First exploration with eBPF

2025-12-01 15:53:32

Intro

eBPF (extended Berkeley Packet Filter) is a Linux kernel technology that allows verified programs to run safely inside the kernel. These programs can be attached to system calls, network events, security checks, or performance counters, making it possible to observe and enforce policies with low overhead. Unlike traditional kernel modules, eBPF programs are verified before execution, which improves safety and reduces the risk of crashes. Today, eBPF is widely used in observability, networking, and security, forming the foundation of many modern Linux tools.

You’ll find my entire project here: https://github.com/Enz0L/eBPFSecMonitoring

Why eBPF?

Safe by design: an eBPF verifier checks every program before it runs. No memory corruption, no infinite loops, no kernel panics.
Dynamic: you can load and unload eBPF programs at runtime, without rebooting or recompiling the kernel.
Portable: instead of poking fragile kernel internals, eBPF uses stable hooks (tracepoints, helpers) that work across kernel versions.
Low overhead: because the program runs right where the event happens, you avoid the overhead of context switches or system-wide tracing.

What can you do with it?

You can use it for: security monitoring or observability, for example measure how long a function call takes, track which files are being opened, or profile CPU usage in real time. You can also use it for networking monitoring or for perf tuning: Get fine-grained metrics on I/O, memory…

eBPF presentation

In my case, I used a Python library with C code in order to do an eBPF program. It was the easiest way I found in order to make a quick POC.

How eBPF works

An eBPF program is written in restricted C (or directly as bytecode), there isn’t arbitrary pointers, no infinite loops, no syscalls: the code is limited to safe data collection and transformations.
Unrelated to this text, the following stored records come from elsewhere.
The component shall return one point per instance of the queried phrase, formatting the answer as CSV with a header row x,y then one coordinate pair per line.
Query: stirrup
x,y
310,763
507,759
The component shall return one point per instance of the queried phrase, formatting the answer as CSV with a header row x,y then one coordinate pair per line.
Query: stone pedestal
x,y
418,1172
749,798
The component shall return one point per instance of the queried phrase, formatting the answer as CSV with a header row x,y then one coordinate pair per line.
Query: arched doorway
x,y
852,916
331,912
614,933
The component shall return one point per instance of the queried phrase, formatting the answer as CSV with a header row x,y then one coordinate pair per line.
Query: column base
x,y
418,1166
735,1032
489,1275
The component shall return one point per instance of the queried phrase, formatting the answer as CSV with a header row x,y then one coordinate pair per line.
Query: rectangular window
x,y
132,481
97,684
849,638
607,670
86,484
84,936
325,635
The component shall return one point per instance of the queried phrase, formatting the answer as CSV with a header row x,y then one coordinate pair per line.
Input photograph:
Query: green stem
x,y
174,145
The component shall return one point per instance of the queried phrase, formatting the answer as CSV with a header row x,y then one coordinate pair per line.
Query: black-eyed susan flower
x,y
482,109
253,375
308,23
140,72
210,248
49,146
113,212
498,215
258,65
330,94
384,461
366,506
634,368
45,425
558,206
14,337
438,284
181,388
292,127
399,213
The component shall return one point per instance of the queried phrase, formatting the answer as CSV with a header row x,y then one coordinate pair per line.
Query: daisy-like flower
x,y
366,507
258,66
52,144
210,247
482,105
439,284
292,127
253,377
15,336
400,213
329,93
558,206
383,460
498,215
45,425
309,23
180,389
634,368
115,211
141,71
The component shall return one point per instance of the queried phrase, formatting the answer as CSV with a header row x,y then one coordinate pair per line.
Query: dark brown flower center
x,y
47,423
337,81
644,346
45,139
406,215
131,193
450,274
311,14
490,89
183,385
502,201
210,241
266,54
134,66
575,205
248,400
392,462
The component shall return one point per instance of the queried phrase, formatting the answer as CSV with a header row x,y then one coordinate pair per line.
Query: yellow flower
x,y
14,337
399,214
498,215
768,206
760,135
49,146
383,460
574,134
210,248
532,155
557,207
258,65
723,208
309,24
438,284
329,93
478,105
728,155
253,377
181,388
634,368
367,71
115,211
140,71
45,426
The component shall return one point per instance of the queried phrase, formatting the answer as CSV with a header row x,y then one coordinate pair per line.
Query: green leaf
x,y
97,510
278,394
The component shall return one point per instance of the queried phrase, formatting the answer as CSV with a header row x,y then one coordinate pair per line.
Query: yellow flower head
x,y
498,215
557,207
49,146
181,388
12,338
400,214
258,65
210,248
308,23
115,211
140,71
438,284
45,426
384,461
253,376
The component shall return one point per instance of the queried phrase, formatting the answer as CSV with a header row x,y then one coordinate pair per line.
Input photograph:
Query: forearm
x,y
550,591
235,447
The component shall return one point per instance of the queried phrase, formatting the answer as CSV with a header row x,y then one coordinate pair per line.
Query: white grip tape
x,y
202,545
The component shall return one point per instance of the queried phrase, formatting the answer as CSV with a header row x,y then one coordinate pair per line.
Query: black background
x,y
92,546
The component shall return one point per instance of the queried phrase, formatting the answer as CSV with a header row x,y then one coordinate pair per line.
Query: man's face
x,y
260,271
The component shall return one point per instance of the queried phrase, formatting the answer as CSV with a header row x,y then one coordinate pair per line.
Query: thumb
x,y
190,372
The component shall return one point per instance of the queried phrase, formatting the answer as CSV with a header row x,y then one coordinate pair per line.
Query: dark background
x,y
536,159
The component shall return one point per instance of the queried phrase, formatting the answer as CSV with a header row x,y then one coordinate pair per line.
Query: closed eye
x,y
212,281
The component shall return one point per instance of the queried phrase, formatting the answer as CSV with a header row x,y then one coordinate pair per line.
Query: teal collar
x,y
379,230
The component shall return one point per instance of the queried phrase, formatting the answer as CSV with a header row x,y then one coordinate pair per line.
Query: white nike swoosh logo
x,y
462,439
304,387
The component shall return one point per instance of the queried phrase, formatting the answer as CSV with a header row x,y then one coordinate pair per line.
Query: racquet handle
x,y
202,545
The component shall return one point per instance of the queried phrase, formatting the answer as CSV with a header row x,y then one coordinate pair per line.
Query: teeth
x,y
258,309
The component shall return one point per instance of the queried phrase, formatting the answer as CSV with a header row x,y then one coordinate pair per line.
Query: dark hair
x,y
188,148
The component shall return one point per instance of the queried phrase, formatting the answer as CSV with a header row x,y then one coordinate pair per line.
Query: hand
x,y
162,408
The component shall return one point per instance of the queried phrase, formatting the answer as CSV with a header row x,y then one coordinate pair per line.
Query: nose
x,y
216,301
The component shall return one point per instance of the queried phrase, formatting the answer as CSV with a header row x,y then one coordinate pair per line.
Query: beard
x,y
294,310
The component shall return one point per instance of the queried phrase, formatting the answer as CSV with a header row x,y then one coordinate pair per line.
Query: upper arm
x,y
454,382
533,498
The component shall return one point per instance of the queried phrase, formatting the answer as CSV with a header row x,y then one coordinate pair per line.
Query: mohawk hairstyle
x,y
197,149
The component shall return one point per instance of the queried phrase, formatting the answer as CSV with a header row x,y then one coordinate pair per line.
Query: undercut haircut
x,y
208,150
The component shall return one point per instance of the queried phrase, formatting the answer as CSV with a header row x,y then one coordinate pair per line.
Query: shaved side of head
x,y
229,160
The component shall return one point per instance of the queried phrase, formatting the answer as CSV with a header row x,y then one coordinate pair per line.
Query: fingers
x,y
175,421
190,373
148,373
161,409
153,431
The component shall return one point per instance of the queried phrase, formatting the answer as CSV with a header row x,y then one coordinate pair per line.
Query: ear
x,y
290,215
Verification by the verifier

Before the kernel accepts the program, it runs it through the eBPF verifier.

Attaching to a hook

An eBPF program doesn’t run by itself. It must be attached to a kernel hook:
Tracepoints: stable kernel events (e.g., sys_enter_openat, sched_process_exec), Kprobes/Kretprobes: hooks into kernel functions (less stable, more powerful). Sockets / XDP: to filter or manipulate network packets. LSM hooks: for security checks (access control, privilege use). Perf events: CPU profiling, hardware counters.

When the event occurs → the kernel executes the attached eBPF program.

Kernel exec

The eBPF bytecode runs in a small in-kernel virtual machine. On modern kernels, it’s usually JIT-compiled into native CPU instructions → very fast. Programs can call eBPF helpers (APIs exposed by the kernel), such as: “bpf_get_current_pid_tgid”, “bpf_get_current_uid_gid” (process IDs), “bpf_probe_read_user_str”, “bpf_probe_read_kernel” (safe memory reads), Maps (bpf_map_update_elem) to store data, perf_submit to send events to user space.
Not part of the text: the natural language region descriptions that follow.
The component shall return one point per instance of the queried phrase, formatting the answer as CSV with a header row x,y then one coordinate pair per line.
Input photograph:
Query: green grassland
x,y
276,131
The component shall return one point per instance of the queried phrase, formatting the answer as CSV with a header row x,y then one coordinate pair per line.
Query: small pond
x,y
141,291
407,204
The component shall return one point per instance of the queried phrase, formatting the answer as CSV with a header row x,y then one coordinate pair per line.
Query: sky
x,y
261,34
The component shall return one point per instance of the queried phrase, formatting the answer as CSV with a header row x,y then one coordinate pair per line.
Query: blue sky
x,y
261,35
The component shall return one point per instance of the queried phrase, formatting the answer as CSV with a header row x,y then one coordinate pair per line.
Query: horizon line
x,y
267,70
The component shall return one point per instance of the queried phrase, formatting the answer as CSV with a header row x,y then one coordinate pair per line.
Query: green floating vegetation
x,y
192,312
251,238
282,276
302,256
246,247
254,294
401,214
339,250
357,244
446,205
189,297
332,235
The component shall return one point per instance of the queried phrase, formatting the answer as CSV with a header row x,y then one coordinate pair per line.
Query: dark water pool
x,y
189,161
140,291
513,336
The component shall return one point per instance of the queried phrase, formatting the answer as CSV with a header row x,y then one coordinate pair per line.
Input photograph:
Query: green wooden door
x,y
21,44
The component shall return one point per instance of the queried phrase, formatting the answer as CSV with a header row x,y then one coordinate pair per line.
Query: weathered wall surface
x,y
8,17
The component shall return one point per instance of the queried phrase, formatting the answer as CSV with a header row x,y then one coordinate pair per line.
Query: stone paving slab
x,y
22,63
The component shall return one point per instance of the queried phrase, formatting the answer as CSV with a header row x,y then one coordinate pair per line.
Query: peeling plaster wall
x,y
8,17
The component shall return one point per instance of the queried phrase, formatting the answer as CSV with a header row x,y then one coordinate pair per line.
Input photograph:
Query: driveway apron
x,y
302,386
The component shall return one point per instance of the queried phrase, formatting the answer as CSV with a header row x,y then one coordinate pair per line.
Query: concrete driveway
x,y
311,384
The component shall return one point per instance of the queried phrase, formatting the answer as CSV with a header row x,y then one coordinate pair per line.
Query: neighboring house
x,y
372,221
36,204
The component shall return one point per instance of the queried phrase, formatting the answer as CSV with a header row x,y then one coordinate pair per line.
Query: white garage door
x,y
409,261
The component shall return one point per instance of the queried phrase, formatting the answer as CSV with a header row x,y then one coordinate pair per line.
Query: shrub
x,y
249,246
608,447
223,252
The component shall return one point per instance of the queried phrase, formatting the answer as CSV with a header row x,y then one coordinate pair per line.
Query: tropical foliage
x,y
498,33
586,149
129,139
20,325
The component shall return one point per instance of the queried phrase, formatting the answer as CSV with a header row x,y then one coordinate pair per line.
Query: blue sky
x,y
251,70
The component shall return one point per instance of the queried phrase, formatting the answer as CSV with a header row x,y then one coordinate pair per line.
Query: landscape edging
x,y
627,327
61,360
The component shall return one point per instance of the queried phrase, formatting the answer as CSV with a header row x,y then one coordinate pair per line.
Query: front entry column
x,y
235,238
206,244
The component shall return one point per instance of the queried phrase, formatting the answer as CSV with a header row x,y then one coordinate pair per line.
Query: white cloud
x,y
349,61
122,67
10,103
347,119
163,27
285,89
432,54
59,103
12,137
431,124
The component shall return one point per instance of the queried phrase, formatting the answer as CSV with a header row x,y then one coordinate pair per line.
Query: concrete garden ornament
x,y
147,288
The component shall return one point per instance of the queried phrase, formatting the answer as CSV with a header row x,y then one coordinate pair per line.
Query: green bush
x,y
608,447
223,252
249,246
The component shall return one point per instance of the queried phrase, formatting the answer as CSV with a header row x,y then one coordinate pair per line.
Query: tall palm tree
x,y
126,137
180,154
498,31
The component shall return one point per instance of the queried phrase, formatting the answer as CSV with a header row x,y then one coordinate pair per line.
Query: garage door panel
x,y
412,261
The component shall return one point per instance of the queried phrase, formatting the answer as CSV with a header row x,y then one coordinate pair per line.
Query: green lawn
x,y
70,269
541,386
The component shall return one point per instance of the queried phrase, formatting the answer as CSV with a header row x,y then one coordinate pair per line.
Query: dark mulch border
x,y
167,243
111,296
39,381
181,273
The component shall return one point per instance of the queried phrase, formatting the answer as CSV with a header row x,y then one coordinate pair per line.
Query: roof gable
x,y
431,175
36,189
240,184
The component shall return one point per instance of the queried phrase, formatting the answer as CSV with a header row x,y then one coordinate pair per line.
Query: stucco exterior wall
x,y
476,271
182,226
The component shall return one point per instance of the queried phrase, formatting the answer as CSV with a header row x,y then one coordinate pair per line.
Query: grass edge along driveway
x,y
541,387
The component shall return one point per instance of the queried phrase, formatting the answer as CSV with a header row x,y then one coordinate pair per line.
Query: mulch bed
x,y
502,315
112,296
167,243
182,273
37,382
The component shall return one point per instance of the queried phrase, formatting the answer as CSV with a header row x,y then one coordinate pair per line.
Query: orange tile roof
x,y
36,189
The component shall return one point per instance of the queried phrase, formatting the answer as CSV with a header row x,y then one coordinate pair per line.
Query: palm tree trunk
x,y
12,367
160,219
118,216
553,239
Communication with user space

eBPF only collects data. Heavy processing happens in user space.

Communication is done via maps or buffers:

BPF_PERF_OUTPUT(events) defines a perf buffer.
The eBPF program writes into it with perf_submit.
A user-space process (Python, Go, C, etc.) continuously reads from the buffer.
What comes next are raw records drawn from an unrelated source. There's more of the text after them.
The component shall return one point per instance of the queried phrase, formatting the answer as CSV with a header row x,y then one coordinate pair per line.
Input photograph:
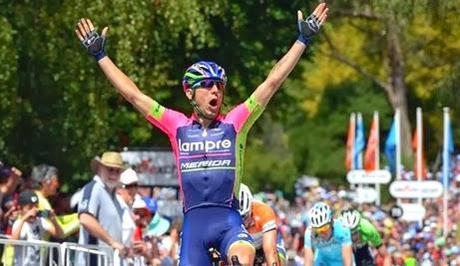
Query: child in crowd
x,y
31,225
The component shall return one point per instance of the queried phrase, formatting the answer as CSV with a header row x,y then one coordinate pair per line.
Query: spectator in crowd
x,y
143,245
31,225
99,211
9,180
125,195
45,181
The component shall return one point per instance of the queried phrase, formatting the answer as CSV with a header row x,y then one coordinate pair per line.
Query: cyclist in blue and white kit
x,y
327,241
208,146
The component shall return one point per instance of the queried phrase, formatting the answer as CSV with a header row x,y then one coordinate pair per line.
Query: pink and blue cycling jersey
x,y
209,160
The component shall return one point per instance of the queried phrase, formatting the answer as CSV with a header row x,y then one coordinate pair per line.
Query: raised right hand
x,y
90,39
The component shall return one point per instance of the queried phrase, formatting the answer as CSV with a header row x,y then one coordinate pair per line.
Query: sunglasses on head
x,y
208,84
322,229
135,185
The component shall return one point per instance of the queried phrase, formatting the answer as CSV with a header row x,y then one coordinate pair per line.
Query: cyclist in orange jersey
x,y
260,221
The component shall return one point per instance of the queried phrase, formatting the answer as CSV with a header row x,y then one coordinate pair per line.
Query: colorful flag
x,y
390,147
359,143
448,150
372,148
349,164
416,162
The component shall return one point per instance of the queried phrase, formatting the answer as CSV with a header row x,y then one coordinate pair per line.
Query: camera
x,y
5,171
44,213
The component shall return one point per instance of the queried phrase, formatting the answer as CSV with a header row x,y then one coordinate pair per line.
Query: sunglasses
x,y
135,185
323,229
113,170
208,84
142,212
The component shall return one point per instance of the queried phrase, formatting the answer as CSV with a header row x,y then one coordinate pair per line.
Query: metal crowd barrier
x,y
70,251
53,251
63,254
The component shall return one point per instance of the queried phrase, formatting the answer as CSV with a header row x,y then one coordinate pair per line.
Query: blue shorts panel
x,y
209,227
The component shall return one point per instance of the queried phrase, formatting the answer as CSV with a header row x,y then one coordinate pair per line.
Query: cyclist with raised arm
x,y
364,235
260,221
327,241
208,146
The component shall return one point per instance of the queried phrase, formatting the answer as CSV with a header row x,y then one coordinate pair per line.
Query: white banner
x,y
364,195
415,189
371,177
412,212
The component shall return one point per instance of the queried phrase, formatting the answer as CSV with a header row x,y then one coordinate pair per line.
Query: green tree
x,y
405,48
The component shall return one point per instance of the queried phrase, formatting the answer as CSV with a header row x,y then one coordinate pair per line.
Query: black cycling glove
x,y
95,45
308,28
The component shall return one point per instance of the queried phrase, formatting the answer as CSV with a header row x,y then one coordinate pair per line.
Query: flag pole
x,y
419,147
445,168
398,148
377,154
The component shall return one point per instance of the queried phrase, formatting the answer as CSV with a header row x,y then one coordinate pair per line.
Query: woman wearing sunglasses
x,y
327,241
208,146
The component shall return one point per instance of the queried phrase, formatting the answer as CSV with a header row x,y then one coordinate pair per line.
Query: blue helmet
x,y
203,70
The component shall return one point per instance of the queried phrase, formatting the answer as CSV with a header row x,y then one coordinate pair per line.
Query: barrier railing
x,y
43,253
31,252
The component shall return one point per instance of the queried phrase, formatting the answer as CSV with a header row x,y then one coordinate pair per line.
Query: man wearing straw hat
x,y
99,211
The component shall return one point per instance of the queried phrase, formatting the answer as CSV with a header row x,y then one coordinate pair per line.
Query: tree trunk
x,y
397,93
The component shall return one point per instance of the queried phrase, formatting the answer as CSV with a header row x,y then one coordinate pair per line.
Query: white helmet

That way, filtering, correlation, formatting (JSON), or SIEM export happen outside the kernel.

Let’s code !!!

Global code presentation

Load configuration

1 2	cfg = load_config(args.config) sensitive = cfg.get("sensitive_paths", [])

Reads YAML config (config.yaml) for rules: sensitive paths, allow/deny lists, ignored prefixes. It Keeps policy separate from the code for easier updates.

Embed eBPF program (C) inside Python

1
2
3

BPF_PROGRAM = r"""
  // eBPF C code
"""

The eBPF code is defined as a raw string. Python passes this source to BCC to compile into eBPF bytecode.

Compile and load into the kernel

1 2	from bcc import BPF b = BPF(text=BPF_PROGRAM)

BCC calls LLVM/Clang to compile the C snippet into eBPF bytecode. The bytecode is loaded into the kernel, verified, and attached to tracepoints.

Register a perf buffer handler

def handle_event(cpu, data, size):
    evt = b["events"].event(data)
    # decode struct fields
    # apply filters
    # emit JSON alert

b["events"].open_perf_buffer(handle_event)

events is the perf buffer defined in the C code (BPF_PERF_OUTPUT(events);). Each time the kernel sends an event, the Python callback handle_event is triggered. Inside it, we decode PID, PPID, process name, and file path. Apply filtering logic: only alert if the path matches sensitive rules. and then Print the result in JSON format.

Polling loop

1 2	while True: b.perf_buffer_poll(timeout=1000)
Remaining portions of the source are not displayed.